Infeksi HSV-1 dan HSV-2 primer terjadi pada individu-individu yang sebelumnya telah mengalami infeksi virus tertentu. Lesi bisa terjadi pada area yang luas, yang melibatkan banyak dermatoma, dan antibodi-antibodi penetralisir bisa ditunjukkan dalam 14 hari setelah kenampakan lesi-lesi klinis. Titer-titer antibodi yang meningkat menguatkan adanya respons humoral terhadap virus. Lesi-lesi rekuren biasanya kurang parah dan durasinya singkat. Peluruhan asimptomatik cirus ditemukan pada infeksi oral dan genital dan bisa dideteksi hanya dengan kultur. Periode laten dengan sekuestrasi virus dalam badan-badan saraf mengikuti penyembuhan lesi-lesi simptomatik dan asimptomatik.
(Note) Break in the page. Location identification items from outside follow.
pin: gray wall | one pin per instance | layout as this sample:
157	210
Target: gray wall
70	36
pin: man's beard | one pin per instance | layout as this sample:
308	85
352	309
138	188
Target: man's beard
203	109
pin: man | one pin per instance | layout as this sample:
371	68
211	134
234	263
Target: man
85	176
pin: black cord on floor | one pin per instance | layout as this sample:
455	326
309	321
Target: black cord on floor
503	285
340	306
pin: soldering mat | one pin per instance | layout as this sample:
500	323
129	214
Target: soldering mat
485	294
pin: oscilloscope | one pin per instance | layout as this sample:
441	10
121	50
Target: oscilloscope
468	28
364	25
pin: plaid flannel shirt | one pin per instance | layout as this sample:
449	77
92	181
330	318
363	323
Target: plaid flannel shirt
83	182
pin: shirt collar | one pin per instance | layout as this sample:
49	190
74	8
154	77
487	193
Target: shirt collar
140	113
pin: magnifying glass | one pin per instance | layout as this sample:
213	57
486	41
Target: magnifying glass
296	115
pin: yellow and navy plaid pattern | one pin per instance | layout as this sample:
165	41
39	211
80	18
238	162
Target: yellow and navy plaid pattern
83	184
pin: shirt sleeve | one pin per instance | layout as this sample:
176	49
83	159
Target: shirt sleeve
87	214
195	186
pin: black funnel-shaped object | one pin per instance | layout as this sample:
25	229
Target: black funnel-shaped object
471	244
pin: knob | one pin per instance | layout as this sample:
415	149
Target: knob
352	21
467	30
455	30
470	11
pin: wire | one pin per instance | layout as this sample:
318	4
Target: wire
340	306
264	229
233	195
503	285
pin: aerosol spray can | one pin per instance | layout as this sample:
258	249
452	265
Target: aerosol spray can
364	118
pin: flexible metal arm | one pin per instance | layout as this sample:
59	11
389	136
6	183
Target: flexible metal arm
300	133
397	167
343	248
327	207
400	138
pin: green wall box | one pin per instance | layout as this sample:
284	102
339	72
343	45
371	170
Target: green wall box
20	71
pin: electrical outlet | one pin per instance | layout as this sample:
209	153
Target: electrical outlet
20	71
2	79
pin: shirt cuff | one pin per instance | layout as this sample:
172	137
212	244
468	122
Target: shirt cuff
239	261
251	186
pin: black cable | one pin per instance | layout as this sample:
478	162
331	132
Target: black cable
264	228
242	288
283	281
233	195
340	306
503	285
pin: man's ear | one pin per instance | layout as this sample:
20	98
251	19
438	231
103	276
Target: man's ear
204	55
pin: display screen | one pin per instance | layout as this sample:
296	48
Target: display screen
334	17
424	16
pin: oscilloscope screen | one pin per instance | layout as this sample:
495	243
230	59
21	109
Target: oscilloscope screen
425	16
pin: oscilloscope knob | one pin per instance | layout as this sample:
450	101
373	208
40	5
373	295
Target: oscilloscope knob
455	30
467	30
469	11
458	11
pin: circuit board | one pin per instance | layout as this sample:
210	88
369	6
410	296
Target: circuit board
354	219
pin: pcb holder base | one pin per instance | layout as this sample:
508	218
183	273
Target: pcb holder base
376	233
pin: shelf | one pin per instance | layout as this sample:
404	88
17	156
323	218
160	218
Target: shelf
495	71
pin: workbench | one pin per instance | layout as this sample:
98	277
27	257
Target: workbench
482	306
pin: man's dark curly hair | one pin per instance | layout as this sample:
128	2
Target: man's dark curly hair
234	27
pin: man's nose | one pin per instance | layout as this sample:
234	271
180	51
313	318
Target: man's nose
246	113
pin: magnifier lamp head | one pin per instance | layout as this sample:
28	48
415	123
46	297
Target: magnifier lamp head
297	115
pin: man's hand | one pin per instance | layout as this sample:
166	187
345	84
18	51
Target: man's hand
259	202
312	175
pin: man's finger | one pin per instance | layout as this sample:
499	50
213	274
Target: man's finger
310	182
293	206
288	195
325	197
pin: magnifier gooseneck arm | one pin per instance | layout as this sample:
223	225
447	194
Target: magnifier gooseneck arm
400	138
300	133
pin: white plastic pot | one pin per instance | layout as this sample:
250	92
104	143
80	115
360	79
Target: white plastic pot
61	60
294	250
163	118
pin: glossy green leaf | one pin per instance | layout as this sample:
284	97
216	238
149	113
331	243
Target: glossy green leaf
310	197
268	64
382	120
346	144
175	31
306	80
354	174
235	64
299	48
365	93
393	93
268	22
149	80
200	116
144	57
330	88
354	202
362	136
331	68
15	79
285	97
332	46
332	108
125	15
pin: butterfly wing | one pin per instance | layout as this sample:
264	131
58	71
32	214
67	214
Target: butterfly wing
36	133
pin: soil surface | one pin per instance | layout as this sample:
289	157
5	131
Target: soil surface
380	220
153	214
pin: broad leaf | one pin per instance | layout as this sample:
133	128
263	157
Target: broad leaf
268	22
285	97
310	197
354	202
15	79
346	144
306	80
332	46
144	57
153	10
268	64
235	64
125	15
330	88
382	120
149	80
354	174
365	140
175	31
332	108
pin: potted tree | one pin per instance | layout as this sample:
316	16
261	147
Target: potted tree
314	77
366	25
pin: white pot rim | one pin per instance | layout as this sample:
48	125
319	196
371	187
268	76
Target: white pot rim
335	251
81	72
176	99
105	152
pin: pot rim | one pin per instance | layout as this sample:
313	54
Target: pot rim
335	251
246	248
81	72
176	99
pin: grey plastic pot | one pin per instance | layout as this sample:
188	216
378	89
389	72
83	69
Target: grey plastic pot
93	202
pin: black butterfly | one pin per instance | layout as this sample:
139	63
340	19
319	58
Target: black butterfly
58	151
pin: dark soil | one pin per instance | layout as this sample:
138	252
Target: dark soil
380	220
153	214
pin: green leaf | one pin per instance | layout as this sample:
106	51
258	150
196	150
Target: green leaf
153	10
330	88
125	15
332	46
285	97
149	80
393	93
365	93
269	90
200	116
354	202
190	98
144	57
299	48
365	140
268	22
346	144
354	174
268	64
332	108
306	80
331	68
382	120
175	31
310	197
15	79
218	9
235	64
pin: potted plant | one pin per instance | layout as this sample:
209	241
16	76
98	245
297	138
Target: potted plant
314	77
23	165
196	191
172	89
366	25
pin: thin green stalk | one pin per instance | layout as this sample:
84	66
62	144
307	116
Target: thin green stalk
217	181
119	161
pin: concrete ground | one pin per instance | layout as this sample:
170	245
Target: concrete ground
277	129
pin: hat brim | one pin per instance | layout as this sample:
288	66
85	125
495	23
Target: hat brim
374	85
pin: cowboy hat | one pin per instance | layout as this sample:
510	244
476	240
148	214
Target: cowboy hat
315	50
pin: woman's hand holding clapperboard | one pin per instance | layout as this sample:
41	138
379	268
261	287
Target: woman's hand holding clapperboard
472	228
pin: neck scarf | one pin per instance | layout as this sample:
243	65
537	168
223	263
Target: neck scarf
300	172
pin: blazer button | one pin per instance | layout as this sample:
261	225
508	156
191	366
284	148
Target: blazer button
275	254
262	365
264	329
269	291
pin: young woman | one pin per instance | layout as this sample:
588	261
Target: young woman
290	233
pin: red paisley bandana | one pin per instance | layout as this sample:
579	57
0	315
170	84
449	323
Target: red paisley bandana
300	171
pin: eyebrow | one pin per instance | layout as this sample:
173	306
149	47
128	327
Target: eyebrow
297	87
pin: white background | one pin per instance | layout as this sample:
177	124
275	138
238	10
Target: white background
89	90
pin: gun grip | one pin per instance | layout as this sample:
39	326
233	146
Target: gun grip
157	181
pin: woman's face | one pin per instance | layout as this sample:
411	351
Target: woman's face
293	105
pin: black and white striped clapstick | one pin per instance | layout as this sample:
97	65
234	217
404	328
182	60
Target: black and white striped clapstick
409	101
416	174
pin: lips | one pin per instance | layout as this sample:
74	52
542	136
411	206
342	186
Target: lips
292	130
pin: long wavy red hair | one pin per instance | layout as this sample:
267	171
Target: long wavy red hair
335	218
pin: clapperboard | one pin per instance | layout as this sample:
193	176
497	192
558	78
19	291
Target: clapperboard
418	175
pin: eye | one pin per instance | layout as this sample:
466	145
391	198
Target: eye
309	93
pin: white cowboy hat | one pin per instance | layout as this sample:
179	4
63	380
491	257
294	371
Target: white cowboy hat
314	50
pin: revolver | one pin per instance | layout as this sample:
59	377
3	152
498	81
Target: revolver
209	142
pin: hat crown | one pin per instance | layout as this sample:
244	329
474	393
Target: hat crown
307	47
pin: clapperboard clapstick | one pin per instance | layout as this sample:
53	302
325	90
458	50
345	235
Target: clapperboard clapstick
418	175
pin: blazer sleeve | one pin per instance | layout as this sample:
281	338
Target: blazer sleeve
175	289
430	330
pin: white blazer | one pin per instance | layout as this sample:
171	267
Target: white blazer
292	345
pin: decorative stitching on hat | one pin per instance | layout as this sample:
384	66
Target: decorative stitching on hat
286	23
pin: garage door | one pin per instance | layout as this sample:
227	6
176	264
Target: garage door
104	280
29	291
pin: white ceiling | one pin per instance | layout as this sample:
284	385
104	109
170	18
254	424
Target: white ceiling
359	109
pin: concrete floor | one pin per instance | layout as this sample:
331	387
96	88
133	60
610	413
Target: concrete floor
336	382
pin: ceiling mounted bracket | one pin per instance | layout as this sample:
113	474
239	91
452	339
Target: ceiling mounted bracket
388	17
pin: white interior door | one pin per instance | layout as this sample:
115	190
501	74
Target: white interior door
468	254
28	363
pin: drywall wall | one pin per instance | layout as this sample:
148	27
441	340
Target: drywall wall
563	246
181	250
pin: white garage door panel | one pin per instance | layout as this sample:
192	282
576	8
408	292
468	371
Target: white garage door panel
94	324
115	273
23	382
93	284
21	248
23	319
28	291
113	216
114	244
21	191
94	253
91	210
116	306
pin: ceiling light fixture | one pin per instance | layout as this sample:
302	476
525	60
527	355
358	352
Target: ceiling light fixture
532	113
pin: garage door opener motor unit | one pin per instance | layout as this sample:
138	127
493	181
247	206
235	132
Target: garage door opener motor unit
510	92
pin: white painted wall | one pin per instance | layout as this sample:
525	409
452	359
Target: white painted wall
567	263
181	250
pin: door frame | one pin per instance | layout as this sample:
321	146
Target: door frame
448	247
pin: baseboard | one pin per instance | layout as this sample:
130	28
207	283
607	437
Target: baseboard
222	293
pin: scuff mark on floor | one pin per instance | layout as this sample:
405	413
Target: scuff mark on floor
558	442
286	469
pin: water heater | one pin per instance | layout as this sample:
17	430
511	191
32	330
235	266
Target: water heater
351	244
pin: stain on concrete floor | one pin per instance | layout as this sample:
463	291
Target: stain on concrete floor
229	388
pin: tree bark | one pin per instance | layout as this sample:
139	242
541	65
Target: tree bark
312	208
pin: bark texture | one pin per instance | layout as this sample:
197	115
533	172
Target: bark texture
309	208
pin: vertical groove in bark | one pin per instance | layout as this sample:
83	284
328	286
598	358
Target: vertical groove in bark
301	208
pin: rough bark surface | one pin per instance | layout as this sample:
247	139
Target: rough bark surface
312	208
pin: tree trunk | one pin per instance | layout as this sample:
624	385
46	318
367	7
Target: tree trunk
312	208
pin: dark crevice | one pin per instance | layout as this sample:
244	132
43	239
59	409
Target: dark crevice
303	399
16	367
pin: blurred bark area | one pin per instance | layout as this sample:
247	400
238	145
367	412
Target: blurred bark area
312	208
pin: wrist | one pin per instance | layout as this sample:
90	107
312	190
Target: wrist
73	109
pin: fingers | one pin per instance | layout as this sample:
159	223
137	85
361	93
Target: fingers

Virus-virus laten berfungsi sebagai sumber lesi klinis dan asimptomatik rekuren.
   
Penularan HSV terjadi melalui inokulasi langsung atau penghirupan sel-sel terinfeksi dan tetes-tetes cairan tubuh. Pemindahan material terinfeksi dari permukaan epitelium sel skuamus terstratifikasi utuh dalam 4-5 menit setelah keterpaparan bisa mencegah infeksi.
   
Infeksi yang rekuren dipengaruhi oleh faktor-faktor yang mempengaruhi imunitas seluler, seperti onset penyakit lain, episode demam, mens, tekanan emosional, dan lecur surya (sunburn). Diperkirakan bahwa sekitar 14% individu yang terinfeksi dengan HSV-1 akan mengalami lesi kutaneous rekuren (Reeves dkk., 1981). Kebanyakan mereka yang terinfeksi mengalami penyakit lagen dan mungkin tidak pernah mengekspresikan lesi-lesi kutaneous setelah episode primer (Reeves dkk., 1981).
   
Perjalanan klinis HSV dikendalikan oleh (1) ada atau tidak adanya tempat-tempat reseptor genetik utuk HSV pada permukaan sel-sel epitelium; (2) kemampuan keratinosit terinfeksi untuk menghasilkan interferon-α sehingga memblokir penyebaran infeksi pada sel-sel yang terinfeksi; (3) kemampuan individu untuk memobilisasi sel-sel pembuluh alami dan memprogram sel-sel T helper terhadap virus; dan (4) kemampuan host yang terinfeksi untuk memberikan respons humoral cepat terhadap infeksi. Walaupun antibodi-antibodi reaktif-silang dan spesifik tipe dihasilkan sebagai respons terhadap infeksi baik dengan HSV-1 atau HSV-2, antibodi-antibodi ini tidak berfungsi untuk memberikan imunitas protektif silang. Bahkan dalam sub-sub kelompok dari masing-masing kelompok viral, tidak ada imunitas-silang protektif.
   
Untuk menegakkan diagnosis presumptif infeksi HSV-1 atau HSV-2, lesi-lesi kutaneous atau membran mukus yang tersusun atas vesikel-vesikel berkelompok dan multiloculated pertama kali harus diamati. Lesi-lesi yang kompatibel secara klinis ini bersama dengan hapusan Tzanck positif dimana sel-sel epitelium abnormal berinti banyak dan berinti banyak yang ditemukan biasanya sudah cukup untuk menentukan diagnosis presumptif secara akurat.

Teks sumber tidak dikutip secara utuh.